Earlier today I was reading my blogs and I read something to the effect of “being a mom means being busy.” I totally understand why someone would say that, but I disagree.┬áMany moms are very busy. Whether you are a career mom or a “full time” mother, you are likely to have many tasks to accomplish in each day. However, I feel that it doesn’t necessarily mean that we have to be busy. Really it’s all about knowing what your priorities are and staying true to them.

That is easier said than done. First of all, sometimes it is hard to know what your priorities should be. Obviously, there are certain things when you are a mother that absolutely cannot be ignored. Children need to be fed. Eventually the dishes will need to be done. Safety around a hot stove can’t be ignored. But if we go through life not realizing why we do those things, and feeling like they each serve their own purpose, we will quickly become unhappy. Believe me, I’ve been there. We need overarching goals/priorities/mission statements– whatever you want to call them– to guide our daily mundane activities and give us purpose.

Once we identify what is truly important to us as mothers, we need to make decisions based upon these priorities. We all have the same number of minutes in each day; our legacy will be decided with what we do with that time. For me, teaching my children to love reading is a priority (one that I didn’t necessarily realize I had until recently). I think we can all agree that the ability to read will give our children many opportunities and arm them with the key to furthering their knowledge, no matter what path they take. So each day I try to carve out time to read both scriptures and fiction with my children. My mother loved to read and she made time for it. From my earliest memories I can remember her reading. That is part of her legacy, and it continues with her grandchildren.

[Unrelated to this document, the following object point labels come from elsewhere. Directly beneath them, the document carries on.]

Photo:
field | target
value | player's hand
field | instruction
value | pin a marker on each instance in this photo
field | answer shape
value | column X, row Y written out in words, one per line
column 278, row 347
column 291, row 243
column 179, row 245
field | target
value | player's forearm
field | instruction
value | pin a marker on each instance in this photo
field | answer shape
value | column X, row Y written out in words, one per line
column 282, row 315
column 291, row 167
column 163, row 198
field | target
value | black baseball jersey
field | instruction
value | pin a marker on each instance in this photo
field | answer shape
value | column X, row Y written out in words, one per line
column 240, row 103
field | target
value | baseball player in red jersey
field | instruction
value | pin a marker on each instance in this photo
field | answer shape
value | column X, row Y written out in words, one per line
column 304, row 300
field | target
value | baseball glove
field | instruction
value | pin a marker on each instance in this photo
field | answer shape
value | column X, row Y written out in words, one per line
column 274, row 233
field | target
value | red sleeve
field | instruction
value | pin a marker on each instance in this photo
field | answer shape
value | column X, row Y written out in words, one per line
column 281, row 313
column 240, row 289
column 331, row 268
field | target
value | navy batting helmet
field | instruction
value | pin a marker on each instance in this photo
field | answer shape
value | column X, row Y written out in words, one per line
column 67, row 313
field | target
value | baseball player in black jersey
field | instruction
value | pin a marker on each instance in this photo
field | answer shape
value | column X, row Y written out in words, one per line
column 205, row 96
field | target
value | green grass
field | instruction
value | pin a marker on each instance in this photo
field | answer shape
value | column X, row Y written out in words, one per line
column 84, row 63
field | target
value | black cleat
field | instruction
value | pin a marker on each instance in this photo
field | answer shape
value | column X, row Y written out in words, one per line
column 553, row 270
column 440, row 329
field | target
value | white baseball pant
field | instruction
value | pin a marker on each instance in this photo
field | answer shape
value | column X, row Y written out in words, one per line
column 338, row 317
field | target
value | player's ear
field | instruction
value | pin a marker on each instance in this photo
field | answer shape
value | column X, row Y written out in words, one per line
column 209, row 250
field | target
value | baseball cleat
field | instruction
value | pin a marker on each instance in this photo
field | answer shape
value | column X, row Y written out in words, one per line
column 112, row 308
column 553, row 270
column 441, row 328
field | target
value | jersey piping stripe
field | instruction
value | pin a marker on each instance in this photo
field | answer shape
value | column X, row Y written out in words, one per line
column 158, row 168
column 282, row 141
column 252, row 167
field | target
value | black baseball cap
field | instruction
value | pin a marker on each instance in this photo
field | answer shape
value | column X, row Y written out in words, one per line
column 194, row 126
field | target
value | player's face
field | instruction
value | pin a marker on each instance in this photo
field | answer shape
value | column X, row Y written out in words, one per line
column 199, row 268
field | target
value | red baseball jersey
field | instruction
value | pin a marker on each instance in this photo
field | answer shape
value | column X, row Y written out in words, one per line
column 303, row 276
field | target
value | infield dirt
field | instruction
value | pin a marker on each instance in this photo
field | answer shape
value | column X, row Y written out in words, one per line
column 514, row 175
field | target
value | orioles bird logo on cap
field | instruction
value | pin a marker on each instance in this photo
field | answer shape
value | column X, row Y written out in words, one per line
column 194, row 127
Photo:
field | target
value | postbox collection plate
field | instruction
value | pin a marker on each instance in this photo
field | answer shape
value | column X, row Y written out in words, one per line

Another priority for me is that my children learn good sleep habits. I abhor the fact that I have such a difficult time waking up in the mornings and I wish I was a morning person. I believe those who can easily get out of bed in the morning have a slight advantage over the rest of the world. That doesn’t mean that people (like me) who are night owls can’t accomplish anything or are not successful. I just think of what MORE I could have done with my life if I wasn’t so inclined to spend my time sleeping while the rest of the world was awake! Plus, I hate feeling like I am already behind right when I get out of bed in the morning.

As a result of this priority, I have always made sure to get my kids to bed at a decent hour. I remember times with my first that I would get invitations but declined them because it was my baby’s bedtime or nap time. Of course there were times when we sacrificed bedtime for time with family or other things, but for the most part I was very conscious about sleeping times in our house and considered heavily whether to use that time for something else.

Secondly, now I am consciously making an effort to become more of a morning person so that I can be as much in control of my day as possible. I want to be able to greet my children happy instead of grumpily rolling out of bed. I want to be there with them on the weekends enjoying their joy over the cartoon on TV instead of using that time to grab more sleep. In short, I want to be a good sleep example to them too.

These priorities along with others guide my day and how I teach and respond to my children. The point is that when I CONSCIOUSLY make choices about what my priorities are, I can consciously choose how to spend my time so that I am not just “busy.” I carve out quiet time each day for myself so that I don’t burn out too. Because that is another priority. I know that I need to take care of myself in order to take care of my children well.

Don’t get me wrong, there are certainly days when I am busy, when there are too many things pressing for my time. But I try to not make that a habit. And I try to not let “Because I am busy” be my excuse for not doing things that I really want to do.

The bottom line is just because we are moms doesn’t mean we have to be busy. We can consciously make choices that allow us to spend our time doing what we want to do and not just what we must do.